Augsburger Allgemeine (Land Nord)
Mit Peter Eder ging’s auf Brautschau
„Literatur in der Werkstatt“präsentierte Ludwig Thoma in Gersthofen
Gersthofen Lesungen nach dem Motto „Literatur in der Werkstatt“gehören inzwischen zum festen Bestandteil des Programms der Kolpingsfamilie Gersthofen. Diesmal waren wieder Peter Eder als Rezitator und seine Frau Inge mit perlmuttfarbenem Akkordeon zu Gast bei Patricia und Hermann Steiner.
Ausgesucht hat sich Peter Eder Geschichten von Ludwig Thoma (1867–1921), dem bayerischen Schriftsteller, der in seiner Mundart schrieb und die Geschehnisse der Menschen genau beobachtete. Bei Geschichten wie „Der Kohlenwagen“, „Reisebericht nach Tirol“über österreichische „Zustände im Coupé“erfuhren über 50 Kolpingmitglieder humorvoll und ausführlich von den Lebensumständen dieser Zeit. Der Bauernstand lag Thoma sehr am Herzen. In zwei Geschichten über „Brautschau“und „Heiratsvermittlung“las Peter Eder in bestem bayerischen Dialekt aus einem Vertrag über Austrag mit Wohnung, viel pekuniärer Mitgift (15000 Mark) und so und so viele Hühner, Enten, der Taubenschlag. Denn: „Ein Ehevertrag ist ein Vertrag wie jeder andere, alles gehört geregelt.“Ein Heiratsvermittler bekam 190 Mark „Schmuserlohn“.
Die Gründung des Vereines „Rauch-Club Kraglfing“war ein besonderes Ereignis, bis nach zwei Jahren endlich die Fahne als „Symbolium“für alle Bürger im Ort ein sichtbares Zeichen dieses Männerklubs darstellte. Beim Begräbnis des Josef Sailinger nach seinem plötzlichen Tod beäugten die Menschen am Sarg genau die noble Kleidung der Witwe sowie die anschließende Trauerfeier im Hause des „Realitätenbesitzers“ und lästerten darüber. Als Zugabe hörten die Kolpingmitglieder die 1911 verfasste, wohlbekannte Geschichte des Postboten Aloisius Hingerl in „Ein Münchener im Himmel“.
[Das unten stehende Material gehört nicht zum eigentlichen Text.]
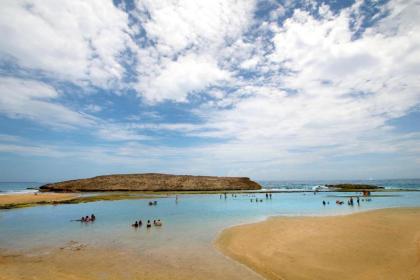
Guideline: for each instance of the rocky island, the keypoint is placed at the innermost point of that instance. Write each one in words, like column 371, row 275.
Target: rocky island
column 153, row 182
column 353, row 187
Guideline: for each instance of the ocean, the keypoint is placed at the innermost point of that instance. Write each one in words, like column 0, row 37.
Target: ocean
column 191, row 223
column 284, row 185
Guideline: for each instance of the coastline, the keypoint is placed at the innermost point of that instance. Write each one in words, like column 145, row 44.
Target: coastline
column 12, row 201
column 377, row 244
column 21, row 200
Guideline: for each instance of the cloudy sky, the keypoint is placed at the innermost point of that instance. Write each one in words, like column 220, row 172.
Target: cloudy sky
column 265, row 89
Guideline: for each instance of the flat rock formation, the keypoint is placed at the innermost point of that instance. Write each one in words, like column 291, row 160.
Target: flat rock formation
column 153, row 182
column 354, row 187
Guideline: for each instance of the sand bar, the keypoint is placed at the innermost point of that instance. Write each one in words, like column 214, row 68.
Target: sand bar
column 30, row 198
column 380, row 244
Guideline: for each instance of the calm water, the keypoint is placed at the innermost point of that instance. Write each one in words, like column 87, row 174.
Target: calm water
column 193, row 220
column 405, row 184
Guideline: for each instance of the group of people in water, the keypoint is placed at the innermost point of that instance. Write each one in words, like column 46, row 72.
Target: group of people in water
column 139, row 223
column 87, row 219
column 350, row 201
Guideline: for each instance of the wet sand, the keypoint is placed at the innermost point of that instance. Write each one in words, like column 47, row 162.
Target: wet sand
column 78, row 261
column 14, row 199
column 380, row 244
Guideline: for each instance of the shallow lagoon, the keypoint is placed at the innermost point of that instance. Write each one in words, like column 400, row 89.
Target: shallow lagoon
column 193, row 220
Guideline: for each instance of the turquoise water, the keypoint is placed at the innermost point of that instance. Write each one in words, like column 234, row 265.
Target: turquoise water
column 193, row 220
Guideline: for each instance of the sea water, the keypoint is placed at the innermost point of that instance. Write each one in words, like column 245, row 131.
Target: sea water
column 190, row 220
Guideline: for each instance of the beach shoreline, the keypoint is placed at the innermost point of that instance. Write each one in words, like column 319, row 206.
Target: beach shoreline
column 376, row 244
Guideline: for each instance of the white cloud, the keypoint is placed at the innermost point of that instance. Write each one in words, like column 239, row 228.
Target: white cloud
column 188, row 39
column 76, row 40
column 176, row 79
column 34, row 100
column 176, row 25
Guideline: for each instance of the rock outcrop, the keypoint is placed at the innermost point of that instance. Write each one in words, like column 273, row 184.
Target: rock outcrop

Thoma begann in Dachau als Rechtsanwalt zu arbeiten, ließ sich von den Schwestern Marie und Bertha sowie der Haushaltshilfe seiner gestorbenen Mutter Viktoria Pröbstl den Haushalt führen. Seine Kanzlei brachte ihm immer mehr bäuerliche Mandanten. Aus deren Rechtsfällen schöpfte der Autor so manche Ideen für seine literarische Arbeit.
Warm und gemütlich war’s in der Schreinerei bei Steiners, liebevoll und herbstlich geschmückt von Traudl Lenz. Danach entwickelten sich bei Getränken und Gebäck angeregte Gespräche.